Josh Aas, Joe Birr-Pixton, and Daniel McCarney
Oct 22, 2024
ISRG has been investing heavily in the Rustls TLS library over the past few years. Our goal is to create a library that is both memory safe and a leader in performance.
Back in January of this year we published a post about the start of our performance journey. We've come a long way since then and we're excited to share an update on Rustls performance today.
What is Rustls?
Rustls is a memory safe TLS implementation with a focus on performance. It is production ready and used in a wide range of applications. You can read more about its history on Wikipedia.
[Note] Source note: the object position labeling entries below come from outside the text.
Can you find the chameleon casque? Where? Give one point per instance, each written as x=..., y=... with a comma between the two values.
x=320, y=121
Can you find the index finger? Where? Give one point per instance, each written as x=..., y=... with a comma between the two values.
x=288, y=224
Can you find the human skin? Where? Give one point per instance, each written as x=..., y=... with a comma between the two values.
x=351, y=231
It comes with a C API and FIPS support so that we can bring both memory safety and performance to a broad range of existing programs. This is important because OpenSSL and its derivatives, widely used across the Internet, have a long history of memory safety vulnerabilities with more being found this year. It's time for the Internet to move away from C-based TLS.
Handshake Performance
The first metric we'll look at is the number of handshakes that can be completed per second on the same hardware with the same resource constraints. These tests connect one client to one server over a memory buffer, and then measure the time elapsed in client and server processing — therefore, they give an upper bound on performance given no network latency or system call overhead.
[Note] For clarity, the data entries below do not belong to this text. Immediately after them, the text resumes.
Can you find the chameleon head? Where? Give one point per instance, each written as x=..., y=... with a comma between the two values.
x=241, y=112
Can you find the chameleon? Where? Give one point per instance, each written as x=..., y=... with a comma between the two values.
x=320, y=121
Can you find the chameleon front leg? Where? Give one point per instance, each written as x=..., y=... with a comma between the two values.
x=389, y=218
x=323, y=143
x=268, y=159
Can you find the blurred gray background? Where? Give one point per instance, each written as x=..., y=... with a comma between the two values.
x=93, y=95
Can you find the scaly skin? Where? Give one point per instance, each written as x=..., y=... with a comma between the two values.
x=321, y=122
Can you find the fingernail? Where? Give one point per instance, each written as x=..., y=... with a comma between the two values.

Rustls leads in every scenario tested.
Throughput Performance
The next metric we'll look at is throughput on the same hardware with the same resource constraints, in terms of megabytes per second:
Rustls leads across the board in throughput as well.
Testing Methodology
Tests were performed using Debian Linux on a bare-metal Intel Xeon E-2386G CPU with hyper-threading disabled, dynamic frequency scaling disabled, and the CPU scaling governor set to performance for all cores. More details are available here.
Try Rustls!
Rustls is ready for production use today and we encourage folks to try it out. In addition to memory safety and great performance, it offers:
- C and Rust APIs
- FIPS Support
- Post-quantum key exchange (updated algorithms coming soon)
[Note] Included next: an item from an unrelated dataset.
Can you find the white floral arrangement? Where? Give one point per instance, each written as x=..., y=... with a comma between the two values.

- Encrypted Client Hello (client side)
- OS trust verifier support
Thank You
Rustls uses the aws-lc-rs cryptographic library by default. We'd like to thank the aws-lc-rs team at AWS for helping us reach our performance goals, and for being generally helpful with our adoption of their library. We couldn't have asked for better partners in this.
We'd also like to thank Intel for helping with AVX-512 optimizations for aws-lc-rs recently. This was an important part of achieving our performance goals.
We would not be able to do this work without our funders. Thank you to Sovereign Tech Fund, Alpha-Omega, Google, Fly.io, and Amazon Web Services for their support.